Subcellular localization of MDC1 and ERα. (A) HEK293 cells were cotransfected with Flag-MDC1 and ERα and then cultured in E2-free medium for 4 hours. Cells were then treated with or without E2 (10-7M). 24 hours later, cells were fixed and stained with the indicated antibodies, and then detected by the 2nd antibodies, including anti-rabbit FITC (a and e in green) and anti-mouse Cy5 (b and f in red). DAPI was used to visualize the nucleus (c and g in blue). Merged images were shown as indicated (d and h). Original magnification, ×60. (B) HEK293 cells were cultured in E2-free medium for 24 hours and then fixed and stained as (A). (C) Subcellular localizations of the endogenous MDC1 and ERα in breast cancer cells. MCF-7 cells were cultured in E2-free medium for 4 hours and then treated with or without E2 for 24 hours. Cells were then fixed and stained with the indicated antibodies, and then detected as (A).

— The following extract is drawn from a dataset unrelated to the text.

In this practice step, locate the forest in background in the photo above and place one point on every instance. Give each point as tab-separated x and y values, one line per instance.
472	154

MDC1 enhances the ERα-induced transactivation. (A) Diagram representation of MDC1 and its truncated mutants, including MDC1 N1, N2, N3, and C fragments as indicated. (B and C) HEK293 cells were cotransfected with ERα, pGL-ERE-AdML reporter plasmid, and increased amounts of Flag-MDC1 or several MDC1 truncated mutants in the presence or absence of E2 (10-8M). Cells were then lysated and assayed for luciferase activity. MDC1 enhances ERα-mediated transactivation in a dose-dependent manner, and MDC1 N3, but not N1, N2, and C fragments increases ERα-induced transcriptional activity. In (B)-(C), the error bars represent mean ± SD (N≥4). * P<0.05, ** P<0.01.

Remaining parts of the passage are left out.